Indre-et-Loire is a French department in the Center region. This department is mainly known for its many castles and castles. You will find some of them in the list below. If you cycle through the region here, you will imagine yourself in times gone by. The capital of this region is the city of Tours and the Loire runs like a lifeline through this region. The region is also known for its excellent wines and special goat cheeses. It is not for nothing that this department is so popular among Dutch tourists who come to France for the pure France feeling. Indre-et-Loire offers all the ingredients for ‘living like a God in France’.
Top 10 Things to Do in Indre-et-Loire
According to Topschoolsintheusa, Chinon is a medieval town in the southwest of the Indre-et-loire department. The entire old center of the village is still entirely in medieval style, with the castle of Chinon to top it all off. Chinon belonged to the French royal domains from the 12th to 16th centuries. During this period even Jeanne D’arc paid a visit to the village. In memory of this, numerous plaques and a statue can be found in the town center and in the castle of Chinon. A weekly market is held here on Thursdays, mainly large and fruit are sold here. There are also some market stalls with local cheeses and sausages.
#2. Goat cheese
To be precise, the Sainte-Maure de Touraine AOC. This goat cheese is unique for this region and has had the AOC quality mark for several years now. The green-blue mold crust and the stick in the cheese are the most striking external features of this cheese. The cheese is made from raw goat’s milk and then dusted with burnt ash. It tastes best with dark nut bread and a glass of red wine from the region. Of course, several goat cheeses are produced in the region, but this is the most notable.
#3. Castle of Amboise
The castle of Amboise was one of the most beautiful castles in France and was perhaps the most beautiful castle of the Indre-et-loire. The first parts of the Castle were built as early as the eleventh century AD and it was built and renovated until the mid-16th century. During the French Revolution, large parts of the castle were destroyed. Despite several attempts to restore the castle to its former glory, today only a small part of the original castle can be admired.

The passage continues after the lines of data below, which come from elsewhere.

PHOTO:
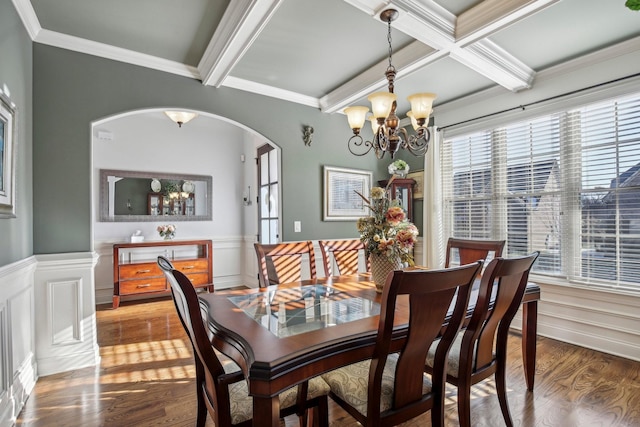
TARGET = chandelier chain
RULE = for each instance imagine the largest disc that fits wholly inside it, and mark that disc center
(391, 67)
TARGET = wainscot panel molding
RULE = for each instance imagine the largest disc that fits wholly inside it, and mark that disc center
(66, 337)
(18, 366)
(602, 320)
(249, 262)
(227, 266)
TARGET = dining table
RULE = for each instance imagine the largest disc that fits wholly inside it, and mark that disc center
(285, 334)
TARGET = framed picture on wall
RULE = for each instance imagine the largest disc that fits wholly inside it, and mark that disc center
(7, 157)
(418, 188)
(341, 202)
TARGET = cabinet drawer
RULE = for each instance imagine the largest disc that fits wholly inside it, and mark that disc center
(142, 286)
(188, 265)
(198, 278)
(140, 271)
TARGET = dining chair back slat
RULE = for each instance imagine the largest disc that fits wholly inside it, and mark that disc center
(469, 250)
(346, 255)
(282, 262)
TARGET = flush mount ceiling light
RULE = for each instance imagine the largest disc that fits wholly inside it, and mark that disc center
(180, 117)
(387, 136)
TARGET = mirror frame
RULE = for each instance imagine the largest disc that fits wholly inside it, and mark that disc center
(104, 196)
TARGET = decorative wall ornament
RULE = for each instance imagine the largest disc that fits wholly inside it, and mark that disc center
(307, 135)
(7, 157)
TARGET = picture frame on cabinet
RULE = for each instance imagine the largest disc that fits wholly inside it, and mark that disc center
(418, 188)
(7, 157)
(341, 202)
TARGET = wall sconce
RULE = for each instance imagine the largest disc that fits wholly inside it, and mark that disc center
(180, 117)
(307, 135)
(246, 197)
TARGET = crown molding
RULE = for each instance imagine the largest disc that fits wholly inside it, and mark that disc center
(274, 92)
(242, 22)
(90, 47)
(28, 16)
(628, 47)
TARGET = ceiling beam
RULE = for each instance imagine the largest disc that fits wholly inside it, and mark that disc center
(242, 22)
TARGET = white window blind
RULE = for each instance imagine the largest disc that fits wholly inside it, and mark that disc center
(565, 184)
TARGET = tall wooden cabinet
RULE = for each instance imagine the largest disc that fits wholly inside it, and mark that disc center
(136, 271)
(401, 189)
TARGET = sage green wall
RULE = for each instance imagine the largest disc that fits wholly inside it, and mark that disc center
(72, 89)
(16, 234)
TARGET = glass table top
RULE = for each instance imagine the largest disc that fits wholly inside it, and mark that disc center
(291, 311)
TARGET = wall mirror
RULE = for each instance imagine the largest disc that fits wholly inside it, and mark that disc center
(130, 196)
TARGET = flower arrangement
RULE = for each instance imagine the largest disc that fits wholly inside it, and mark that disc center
(399, 167)
(387, 231)
(167, 231)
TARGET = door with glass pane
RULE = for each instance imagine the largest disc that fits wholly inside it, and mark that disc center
(269, 198)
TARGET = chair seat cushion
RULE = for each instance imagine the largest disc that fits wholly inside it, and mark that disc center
(351, 384)
(242, 403)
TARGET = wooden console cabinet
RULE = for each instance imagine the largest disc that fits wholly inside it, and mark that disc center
(136, 271)
(401, 189)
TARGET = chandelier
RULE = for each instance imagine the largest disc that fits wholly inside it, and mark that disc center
(387, 136)
(181, 117)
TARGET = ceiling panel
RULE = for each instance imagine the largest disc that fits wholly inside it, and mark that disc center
(174, 30)
(568, 30)
(311, 47)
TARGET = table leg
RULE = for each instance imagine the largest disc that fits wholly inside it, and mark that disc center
(529, 335)
(266, 411)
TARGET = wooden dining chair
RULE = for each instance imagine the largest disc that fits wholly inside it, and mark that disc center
(282, 262)
(391, 387)
(480, 350)
(221, 386)
(470, 250)
(345, 254)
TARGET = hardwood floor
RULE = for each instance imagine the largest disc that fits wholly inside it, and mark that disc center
(146, 378)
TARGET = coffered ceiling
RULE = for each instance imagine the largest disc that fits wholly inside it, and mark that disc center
(332, 53)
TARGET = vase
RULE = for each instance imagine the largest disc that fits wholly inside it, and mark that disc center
(381, 266)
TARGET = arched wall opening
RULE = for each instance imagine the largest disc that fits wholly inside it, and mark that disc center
(148, 141)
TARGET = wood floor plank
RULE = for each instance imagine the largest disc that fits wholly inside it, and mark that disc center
(146, 378)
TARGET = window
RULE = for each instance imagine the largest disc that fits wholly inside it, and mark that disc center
(566, 184)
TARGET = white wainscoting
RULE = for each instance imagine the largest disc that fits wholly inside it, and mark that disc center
(66, 336)
(599, 319)
(18, 366)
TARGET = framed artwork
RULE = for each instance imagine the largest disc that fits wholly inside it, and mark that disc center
(7, 158)
(418, 189)
(341, 203)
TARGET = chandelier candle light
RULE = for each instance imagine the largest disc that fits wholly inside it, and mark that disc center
(387, 136)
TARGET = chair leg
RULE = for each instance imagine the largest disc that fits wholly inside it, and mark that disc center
(321, 418)
(501, 389)
(464, 404)
(201, 419)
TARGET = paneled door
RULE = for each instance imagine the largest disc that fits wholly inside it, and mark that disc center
(268, 196)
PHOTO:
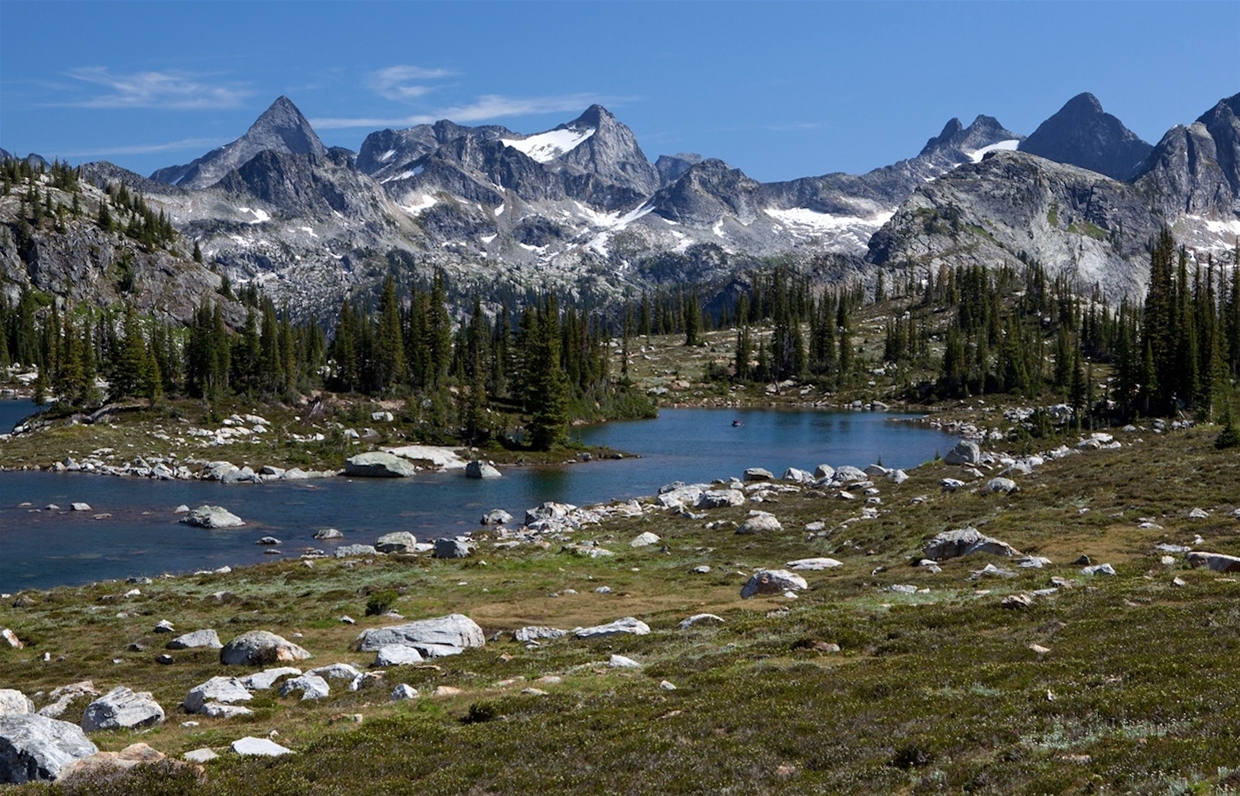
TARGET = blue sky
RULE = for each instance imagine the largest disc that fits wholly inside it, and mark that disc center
(779, 89)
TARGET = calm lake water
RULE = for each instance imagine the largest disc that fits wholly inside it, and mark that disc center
(42, 548)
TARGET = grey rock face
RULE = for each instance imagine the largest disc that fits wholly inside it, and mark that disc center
(453, 548)
(628, 625)
(481, 470)
(1083, 135)
(536, 632)
(282, 128)
(397, 542)
(378, 465)
(397, 655)
(217, 689)
(35, 748)
(196, 640)
(13, 702)
(251, 747)
(773, 582)
(311, 687)
(965, 542)
(264, 680)
(261, 647)
(122, 708)
(212, 517)
(760, 522)
(349, 551)
(455, 630)
(966, 451)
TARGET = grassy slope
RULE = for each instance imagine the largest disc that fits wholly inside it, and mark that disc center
(931, 692)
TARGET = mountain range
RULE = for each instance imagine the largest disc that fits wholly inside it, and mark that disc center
(580, 207)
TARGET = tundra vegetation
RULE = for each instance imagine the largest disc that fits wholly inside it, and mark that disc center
(883, 675)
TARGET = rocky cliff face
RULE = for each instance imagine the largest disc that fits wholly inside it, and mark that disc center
(1081, 134)
(580, 208)
(78, 262)
(282, 129)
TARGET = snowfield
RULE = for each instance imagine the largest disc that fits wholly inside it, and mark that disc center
(547, 146)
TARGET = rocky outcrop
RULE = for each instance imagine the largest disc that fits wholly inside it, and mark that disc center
(261, 647)
(212, 517)
(122, 708)
(1081, 134)
(35, 748)
(378, 465)
(454, 631)
(965, 542)
(773, 582)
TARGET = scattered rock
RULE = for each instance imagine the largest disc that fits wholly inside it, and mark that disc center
(398, 542)
(773, 582)
(195, 640)
(814, 564)
(311, 687)
(496, 517)
(626, 625)
(397, 655)
(200, 755)
(217, 689)
(351, 551)
(1017, 601)
(13, 702)
(378, 465)
(35, 748)
(259, 647)
(760, 522)
(453, 548)
(965, 542)
(535, 632)
(443, 635)
(966, 451)
(479, 469)
(1001, 485)
(645, 539)
(212, 517)
(1218, 562)
(403, 692)
(253, 747)
(264, 680)
(122, 708)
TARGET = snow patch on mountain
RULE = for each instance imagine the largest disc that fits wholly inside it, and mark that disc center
(403, 175)
(259, 215)
(420, 206)
(547, 146)
(977, 154)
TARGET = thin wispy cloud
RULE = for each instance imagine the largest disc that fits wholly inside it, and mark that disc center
(486, 108)
(404, 82)
(189, 144)
(154, 89)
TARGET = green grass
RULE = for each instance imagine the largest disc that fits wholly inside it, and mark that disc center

The region is known for its wines named after the ancient Touraine region. White wine is mainly produced here, but also red, white and sparkling wine to a lesser extent. There are a total of six Appellations in the area, of which the AOC Touraine is the largest. Unlike most areas, the AOC Chinon is best known for its red wines. The white wine here is mainly made from the Chenin Blanc, which contains slightly more acids and can therefore lie a little longer than the average white wine.
#5. Cathedral of Tours
The Cathédrale Saint-Gatien as it is actually called is one of the most beautiful buildings in Tours. The construction of the Catholic cathedral started in the 12th century and was not completed until the middle of the 16th century. Due to this extremely long construction period, the cathedral has become a potpourri of various architectural styles. The best thing about the cathedral are the stained glass windows. Especially the windows in the nave and the rose window at the front are of particularly high quality. The towers of the Cathédrale Saint-Gatien are 87 meters high.

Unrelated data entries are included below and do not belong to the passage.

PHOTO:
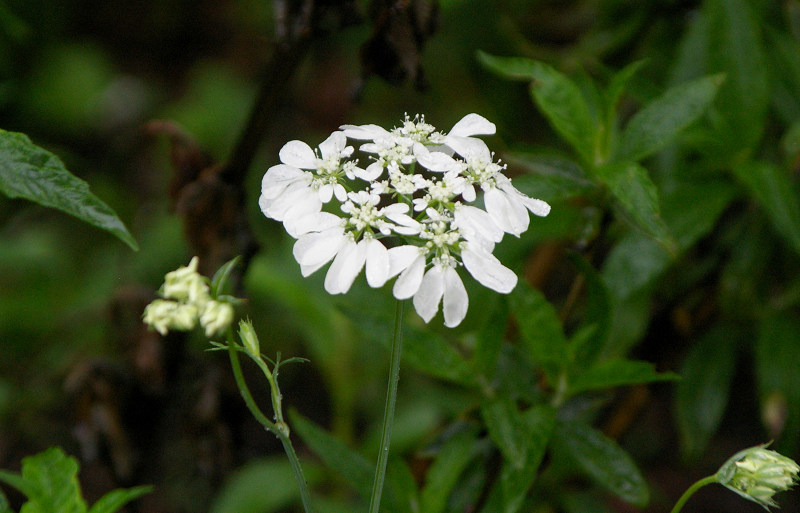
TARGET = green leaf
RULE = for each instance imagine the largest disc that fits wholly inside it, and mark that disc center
(602, 460)
(539, 422)
(258, 487)
(550, 178)
(443, 474)
(30, 172)
(541, 330)
(632, 187)
(349, 464)
(660, 121)
(617, 372)
(737, 50)
(52, 483)
(777, 195)
(115, 499)
(558, 97)
(702, 393)
(777, 361)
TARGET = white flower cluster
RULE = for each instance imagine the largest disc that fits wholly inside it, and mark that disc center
(410, 213)
(187, 300)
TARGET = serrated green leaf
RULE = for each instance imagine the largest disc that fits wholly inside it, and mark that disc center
(702, 393)
(771, 187)
(541, 330)
(115, 499)
(443, 474)
(558, 97)
(30, 172)
(550, 178)
(660, 121)
(602, 460)
(637, 194)
(52, 482)
(737, 50)
(539, 423)
(777, 361)
(617, 372)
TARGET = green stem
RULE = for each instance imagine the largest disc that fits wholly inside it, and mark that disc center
(688, 493)
(280, 429)
(388, 413)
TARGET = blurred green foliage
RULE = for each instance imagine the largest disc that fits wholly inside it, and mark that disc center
(664, 133)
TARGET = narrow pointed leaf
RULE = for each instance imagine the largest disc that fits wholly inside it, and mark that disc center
(659, 122)
(30, 172)
(602, 460)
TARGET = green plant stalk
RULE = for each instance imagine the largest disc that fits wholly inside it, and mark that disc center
(388, 413)
(280, 429)
(688, 493)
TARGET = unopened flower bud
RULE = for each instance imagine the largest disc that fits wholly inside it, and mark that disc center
(249, 338)
(164, 315)
(758, 473)
(216, 316)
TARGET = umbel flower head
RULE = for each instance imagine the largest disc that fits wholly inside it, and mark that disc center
(411, 213)
(758, 473)
(187, 300)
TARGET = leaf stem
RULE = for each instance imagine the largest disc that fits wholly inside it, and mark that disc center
(279, 428)
(688, 493)
(388, 413)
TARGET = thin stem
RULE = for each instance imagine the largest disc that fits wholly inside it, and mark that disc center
(688, 493)
(280, 429)
(388, 413)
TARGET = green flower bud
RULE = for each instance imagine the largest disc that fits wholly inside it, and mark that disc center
(758, 473)
(249, 338)
(216, 317)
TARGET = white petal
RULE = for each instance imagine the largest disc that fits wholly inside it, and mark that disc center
(469, 147)
(364, 132)
(377, 263)
(488, 270)
(436, 161)
(316, 247)
(427, 298)
(511, 216)
(345, 267)
(456, 301)
(333, 145)
(298, 154)
(409, 280)
(277, 178)
(473, 124)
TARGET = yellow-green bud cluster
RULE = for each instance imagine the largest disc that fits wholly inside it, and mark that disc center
(758, 473)
(187, 301)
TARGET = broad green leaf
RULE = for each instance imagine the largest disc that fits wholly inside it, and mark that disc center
(737, 50)
(30, 172)
(637, 194)
(259, 487)
(539, 423)
(702, 393)
(443, 474)
(115, 499)
(660, 121)
(777, 362)
(558, 97)
(550, 178)
(52, 482)
(350, 465)
(617, 372)
(597, 314)
(777, 195)
(541, 330)
(601, 459)
(507, 429)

#6. Cycling in the Indre-et-Loire
The best way to discover the region is by bike. There are several routes to drive here and especially along the Loire there are some beautiful routes to cycle. The roads are generally quite good. On the more remote paths, the quality of the cycle path can sometimes deteriorate dramatically, requiring maneuvering between the potholes in the road surface. The areas along the river are relatively flat, but as soon as you go a few kilometers from here it suddenly becomes quite steep. The less experienced cyclist will certainly have to get off the bike for a while. Further from the Loire it is still hilly but not so steep anymore.
Tours is the largest city of the Indre-et-Loire and therefore also has a major regional function. In the city town you will find countless beautiful buildings such as the Saint-Gatien cathedral and the Abbey Church of St. Julien. Besides the ordinary shopping streets, Tours is known for its many markets. More than 30 are held throughout the city during the week. These markets vary from the ordinary fruit and vegetable market to antique and flea markets.On this site:
top 10 sights of Tours
#8. Château de Chenonceau
The Château de Chenonceau is located by the village of Chenonceaux and is over the River Cher. This last fact is one of the most special elements of the castle. Chenonceau dates back to the 15th century and has undergone some changes over the years. By acting smartly and quickly by the then owner, the castle was spared during the French Revolution. In the 18th century, some great writers such as Voltaire and Roussaeu stayed in the castle. Today, the castle and its beautiful gardens can be visited and followed an audio tour.
Loches is a village in the south of the Indre-et-loire on the river Indre. The center of this medieval village can still be admired almost in its entirety in its former glory. The Castle of Loches and the old city gate Porte Royale are among the most special places in the village.
#10. Villandry Castle Villandry
Castle is best known for its impressive gardens. Built in the 16th century on the foundations of an older castle, Villandry is the last Renaissance chateau built in the Loire Valley. The current owner has restored the castle to its original state and created beautiful gardens. The gardens were laid out in the French style of the 14th century and can be visited today.